Nuestros panoramas típicos eran jugar a la pelota, a la escondida o salir a andar en bicicleta. Yo no aprendí a andar en bicicleta sola y usé una con rueditas hasta los 10 años. Cuando mi hermano menor aprendió a andar sin ellas, sentí que ya no me quedaba otra que armarme de valor. Él y un amigo más chico que yo me enseñaron. A pesar de que éramos solo dos niñas en un grupo de hombres, yo era bien mandona y me gustaba organizar actividades. Una vez para Navidad se nos ocurrió hacer un concierto de villancicos, y todos los niños cantamos con velitas en el garage de un vecino para nuestros papás. Recuerdo que les proponía al resto de los integrantes del grupo que hiciéramos cosas para vender en el pasaje y después con la plata que ganábamos nos íbamos a comprar dulces. Terminé estudiando ingeniería comercial, y creo que esas ventas fueron mis primeros pasos en los negocios y como emprendedora. Otro de los panoramas típicos era juntarnos en la casa de alguno de los vecinos a jugar nintendo y cocinar galletas para después venderlas o comerlas. En los días de sol organizábamos picnics en un pequeño parque que estaba a la entrada del pasaje. Cada uno traía lo que encontraba en su casa para aportar: papas fritas, jugo, queque o pancitos. Nos instalábamos con mantas sobre el pasto a compartir lo que habíamos traído o si habíamos hecho alguna venta ese día, lo que hubiésemos comprado en el negocio del barrio con las ganancias. En varias oportunidades se unieron al grupo nuestros primos o los primos de algún otro vecino, porque lo pasábamos tan bien que les pedían a sus papás que los trajeran a jugar al pasaje con nosotros.
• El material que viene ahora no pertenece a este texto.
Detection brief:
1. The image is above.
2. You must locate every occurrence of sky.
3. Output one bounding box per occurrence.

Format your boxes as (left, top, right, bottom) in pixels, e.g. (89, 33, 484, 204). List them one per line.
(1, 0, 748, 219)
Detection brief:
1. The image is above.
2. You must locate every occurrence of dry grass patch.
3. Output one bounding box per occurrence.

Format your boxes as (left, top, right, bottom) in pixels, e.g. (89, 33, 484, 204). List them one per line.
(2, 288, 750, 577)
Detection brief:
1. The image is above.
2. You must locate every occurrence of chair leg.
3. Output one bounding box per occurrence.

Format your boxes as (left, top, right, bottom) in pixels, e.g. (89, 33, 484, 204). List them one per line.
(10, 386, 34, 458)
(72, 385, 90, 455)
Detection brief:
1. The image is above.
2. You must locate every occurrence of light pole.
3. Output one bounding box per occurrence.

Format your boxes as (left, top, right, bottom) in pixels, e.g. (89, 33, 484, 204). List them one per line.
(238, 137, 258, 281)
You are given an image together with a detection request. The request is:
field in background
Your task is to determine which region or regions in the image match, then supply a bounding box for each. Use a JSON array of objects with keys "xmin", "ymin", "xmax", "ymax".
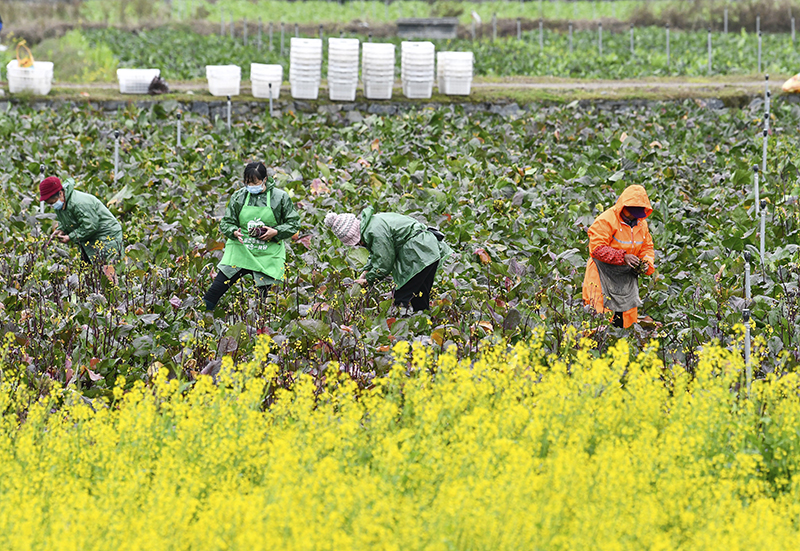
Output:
[
  {"xmin": 3, "ymin": 0, "xmax": 800, "ymax": 35},
  {"xmin": 2, "ymin": 24, "xmax": 800, "ymax": 84}
]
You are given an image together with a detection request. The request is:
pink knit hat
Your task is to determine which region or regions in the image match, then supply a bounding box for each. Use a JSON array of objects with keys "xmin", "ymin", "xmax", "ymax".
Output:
[{"xmin": 324, "ymin": 213, "xmax": 361, "ymax": 246}]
Recuerdo con cariño esa vida de barrio con muchos amigos. En los veranos cuando estábamos de vacaciones del colegio venía todo el grupo de vecinos a nuestra casa y pasábamos la tarde en la piscina o jugábamos afuera hasta casi las 12 de la noche, porque oscurecía tarde y se nos pasaba volando el día. Me gustaría que mi hijo tuviese la oportunidad de experimentar una niñez así, porque para nosotros la vida era muy simple. Disfrutábamos tomando un Kapo afuera de la casa con los amigos, no teníamos juguetes tecnológicos ni cosas muy elaboradas. Y éramos niños muy felices sin necesidad de esas cosas.
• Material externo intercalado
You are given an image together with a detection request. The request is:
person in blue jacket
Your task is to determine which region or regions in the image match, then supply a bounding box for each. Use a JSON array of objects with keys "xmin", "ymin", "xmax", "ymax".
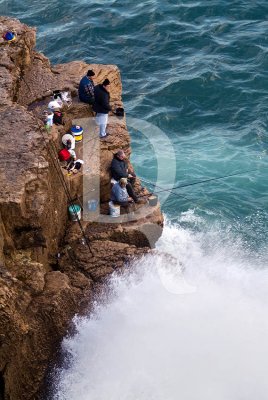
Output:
[
  {"xmin": 78, "ymin": 70, "xmax": 95, "ymax": 104},
  {"xmin": 111, "ymin": 178, "xmax": 135, "ymax": 207},
  {"xmin": 93, "ymin": 78, "xmax": 112, "ymax": 138}
]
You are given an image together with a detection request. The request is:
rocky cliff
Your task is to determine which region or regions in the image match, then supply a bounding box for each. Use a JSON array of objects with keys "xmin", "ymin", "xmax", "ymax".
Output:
[{"xmin": 0, "ymin": 16, "xmax": 163, "ymax": 400}]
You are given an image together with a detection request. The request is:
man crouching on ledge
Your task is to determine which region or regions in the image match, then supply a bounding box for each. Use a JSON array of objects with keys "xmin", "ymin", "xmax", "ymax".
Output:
[{"xmin": 111, "ymin": 149, "xmax": 138, "ymax": 202}]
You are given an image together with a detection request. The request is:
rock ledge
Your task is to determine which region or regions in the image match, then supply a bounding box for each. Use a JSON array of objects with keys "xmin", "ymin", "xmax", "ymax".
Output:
[{"xmin": 0, "ymin": 16, "xmax": 163, "ymax": 400}]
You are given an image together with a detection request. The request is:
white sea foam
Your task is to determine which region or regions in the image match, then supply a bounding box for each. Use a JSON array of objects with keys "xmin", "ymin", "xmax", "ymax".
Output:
[{"xmin": 53, "ymin": 218, "xmax": 268, "ymax": 400}]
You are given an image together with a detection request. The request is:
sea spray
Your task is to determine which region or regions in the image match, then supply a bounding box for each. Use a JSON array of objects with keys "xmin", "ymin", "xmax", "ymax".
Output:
[{"xmin": 52, "ymin": 217, "xmax": 268, "ymax": 400}]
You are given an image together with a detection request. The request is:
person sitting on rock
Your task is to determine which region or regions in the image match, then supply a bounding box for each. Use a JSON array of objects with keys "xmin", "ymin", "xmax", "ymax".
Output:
[
  {"xmin": 62, "ymin": 132, "xmax": 75, "ymax": 149},
  {"xmin": 93, "ymin": 78, "xmax": 111, "ymax": 138},
  {"xmin": 58, "ymin": 148, "xmax": 75, "ymax": 171},
  {"xmin": 111, "ymin": 149, "xmax": 138, "ymax": 202},
  {"xmin": 111, "ymin": 178, "xmax": 135, "ymax": 208},
  {"xmin": 79, "ymin": 69, "xmax": 95, "ymax": 105},
  {"xmin": 67, "ymin": 159, "xmax": 84, "ymax": 175},
  {"xmin": 62, "ymin": 132, "xmax": 76, "ymax": 158}
]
Cuando mi familia se cambió de casa y nos fuimos de ese pasaje, nos prometimos con los vecinos que nos íbamos a seguir viendo. Al principio lo logramos, pero a medida que fueron pasando los años cada vez nos juntamos menos porque estábamos en colegios distintos y cada uno fue tomando su camino. A pesar de eso, los recuerdo a todos con mucho cariño. Creo que tuvimos suerte de poder vivir una infancia con tantos amigos para compartir y ser creativos.
Daniela Bannura (32) es ingeniero comercial y se dedica al área del marketing. Le encanta la música y tiene un hijo de 4 meses.